飛び道具を使う……? いや、そんなことじゃないだろう……。
「分からない……」
「もうちょっとがんばりなさいよ」
そう言われても……ってなんだこの状況? みんなも様子見しているし、エリの鳥が俺の周りに集まってきている……。
「ヒントは私の発言にありまーす」
この魔女の発言……? そういえば、敵と見なしている内は……みたいな話をしていたような……。
そう、そうだ、もしかして、敵意なのか……?
それならばあり得ることだ、アリャや黒エリはこの魔女のことをよく知らない。知らない相手にそこまで敵意を抱けるわけもない。しかも黒エリは美女が好きだから、なおさら敵意は抱かないだろう、単に立場で戦っただけ……。
「敵意が……あまりないから?」
「正解! 賞品はお花畑でーす!」
気付くと、俺は花畑に立っていた、数多の色の、無数の花がどこまでも続いている……。
では、俺もそうなのか……? 魔女に敵意を抱いていないから、かわされることはなかった……?
でも、ワルドの話によれば、この魔女はかなり危険な存在だったはず、あの辞典にも超危険個体とあったし……。
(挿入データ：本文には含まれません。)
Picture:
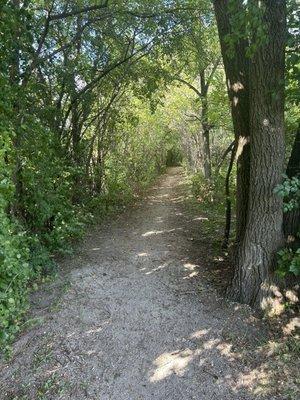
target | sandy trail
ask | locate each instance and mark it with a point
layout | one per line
(132, 318)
しかし、それはあくまで知識にしか過ぎない……。細かい事情までは知らないのだ。ゆえに俺だってこの魔女を敵とは見なしていないのかもしれない……。
気付くと、元の場所。魔女は微笑んでいる。
「見た所、お前は凡才のようだけれど……魔術の資質とは別の部分で素晴らしいものを持っているようね」
「な、なに……?」
「宿敵と仲間に拘泥する彼にはそれがまるで見えない。なるほど、容姿はきっかけに過ぎない、か……」
「なんの話だよ……」
「そうだ、それより大変なのよ!」
魔女は手を叩く。
「フィンの人たち、あの遺跡を攻略しちゃいそうなの!」
なにっ? ということは、みんな生きているってことか?
「本当、すごいわねぇ! でも、あそこには大変なものが眠っているのよ!」
「大変なもの? それは……?」
「終末の大巨人……。ロード・シンの意思よ!」
「終末……?」
「この大地を真っ新にしちゃえる、無敵の存在よ!」
なっ……なにぃ……?
「急がないと大巨人を目覚めさせちゃうわよ、そうしたら、みーんな死んじゃうかも!」
「な、なぜ、そんなものを……!」
「彼らはフィンの伝承に沿って行動を開始しただけよ。一族が危険に晒されたら、大巨人を復活させてしまいなさいっていうね」
「あ、あんた強いんだろ、止めてくれよ!」
「私は別にいいもーん」
「い、いいって、そんなわけが……」
「ないと思うお前たちが止める、それが筋というものでしょう? そもそも、オルフィンの里へ向かわせたのは私なのよ、感謝してもらいたいわね」
「あ、あんたが……?」
「当然でしょう、暗黒城を操る権限を持っているのは私なのだから」
「じゃあ、蒐集者はあんたの……!」
「早とちりしなーい」魔女は肩をすくめる「その辺は全部、計算外だったのよ」
「どういうことだ……?」
「蒐集者が介入したのも、おばさまがやって来たのも、暗黒城にオルフィンの子がいたのもね。予定では暗黒城に陣取ってるお馬鹿さんたちを一掃して、お前たちと遊ぶついでにオルフィンへって思っていたけれど、けっきょくほとんど何にもしないで結果だけは予定通りになっちゃったってわけ、これも必然の流れなのかしらね」
「それでもあんたの思惑通り……しかしなぜ、助けてくれる?」
「なぜって……面白いから?」
魔女は屈託もなく、そう言い切った……。
「人が立場の相違で争うのって楽しいでしょう。どちらかやられちゃったら悲愴で感動するでしょう。そういうことよ」
そういうことって……。
「気に入らないかしら? でも、行くしかないのがお前たちでしょう? 分かったらほら、行きましょうよ、ほらほら!」
つまりは全部お遊びってことか……。もやもやするが、いまはクラタムたちの動向の方が気掛かりだ……!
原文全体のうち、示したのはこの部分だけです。